Pathways: Understanding history and culture creates safe places for everyone

The first step in supporting reconciliation is to increase awareness. 

The Truth and Reconciliation Commission’s call to action #57 calls on all levels of government to educate public servants on the history of Aboriginal peoples including the history and legacy of residential schools, the United Nations Declaration on the Rights of Indigenous Peoples, Treaties and Aboriginal rights, Indigenous law and Aboriginal–Crown relations. 

Kaitlyn Charlie, Northern Tutchone, is the Diversity and Inclusion Program Advisor with the Public Service Commission. She supports cultural safety, anti-racism, reconciliation and human rights training across the Yukon government.

She says everyone has a responsibility to understand the history of the place they call home.

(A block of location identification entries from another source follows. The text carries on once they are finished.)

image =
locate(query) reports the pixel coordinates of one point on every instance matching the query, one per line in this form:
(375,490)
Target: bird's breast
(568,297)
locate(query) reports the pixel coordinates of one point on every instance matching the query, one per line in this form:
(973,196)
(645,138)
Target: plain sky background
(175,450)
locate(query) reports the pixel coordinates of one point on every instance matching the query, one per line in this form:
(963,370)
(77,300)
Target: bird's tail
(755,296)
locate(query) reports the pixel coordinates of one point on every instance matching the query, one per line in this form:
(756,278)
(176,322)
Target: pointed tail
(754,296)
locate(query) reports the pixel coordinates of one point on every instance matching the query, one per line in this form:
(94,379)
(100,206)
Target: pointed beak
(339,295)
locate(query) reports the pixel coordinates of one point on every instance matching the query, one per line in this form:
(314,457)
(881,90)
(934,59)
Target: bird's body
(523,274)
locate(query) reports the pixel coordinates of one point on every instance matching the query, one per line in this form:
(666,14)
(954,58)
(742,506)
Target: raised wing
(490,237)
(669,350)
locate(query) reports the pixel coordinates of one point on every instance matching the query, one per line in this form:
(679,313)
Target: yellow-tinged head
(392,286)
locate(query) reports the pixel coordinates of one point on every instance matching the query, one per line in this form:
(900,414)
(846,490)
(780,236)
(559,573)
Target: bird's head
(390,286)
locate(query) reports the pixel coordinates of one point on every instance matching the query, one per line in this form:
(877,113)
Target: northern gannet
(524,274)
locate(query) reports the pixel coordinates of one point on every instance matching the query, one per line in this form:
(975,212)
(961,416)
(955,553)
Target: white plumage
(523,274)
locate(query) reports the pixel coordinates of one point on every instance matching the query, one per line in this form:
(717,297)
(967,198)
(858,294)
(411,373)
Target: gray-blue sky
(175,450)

We need to acknowledge how we came to be on the land we're on, whose land we are on, and how it came to be that we can occupy this space
Kaitlyn Charlie

Kaitlyn's team has created, delivered and implemented diversity training to help increase Yukon public servants’ knowledge and understanding of Yukon First Nations history, culture, governance and ways to better support reconciliation. 

She says learning the Yukon’s history, and the contemporary implications of colonization and residential schools, will help break down cultural bias and discrimination.

“By learning about this space and this place, we respect the people that were here before us and the people who are still here,” Kaitlyn says. 

Cultural safety training

Juniper Redvers working on a moose hide with her mother.

Juniper Redvers

Juniper Redvers is Métis Chipewyan from the Northwest Territories. 

She’s an academic researcher and an Indigenous counsellor, facilitator, writer and consultant. 

The Government of Yukon contracted Juniper and Kwanlin Dün Elder Dianne Smith to develop the cultural safety training course. 

For her, the work is personal. 

“As an Indigenous person, I've definitely experienced places that were culturally unsafe," says Juniper. 

Cultural safety is much bigger than individual change, it's about addressing systemic racism and colonialism.

She says cultural safety training is one component of a huge puzzle.

"If I'm involved in that little piece, then at least it's one part trying to create places that are more culturally safe." 

Overwhelming response

Kaitlyn says the response to the training has been overwhelmingly positive. 

She says the experiential and reflective nature of the cultural safety training has really shifted people’s thinking and they want to put their learning into practice immediately. 

“Some people want to be able to put all of this into action immediately,” says Kaitlyn. “It's incredible. It's really wonderful to see that response from our colleagues in the organization.”

She says the training empowers people to make change in areas where they have influence.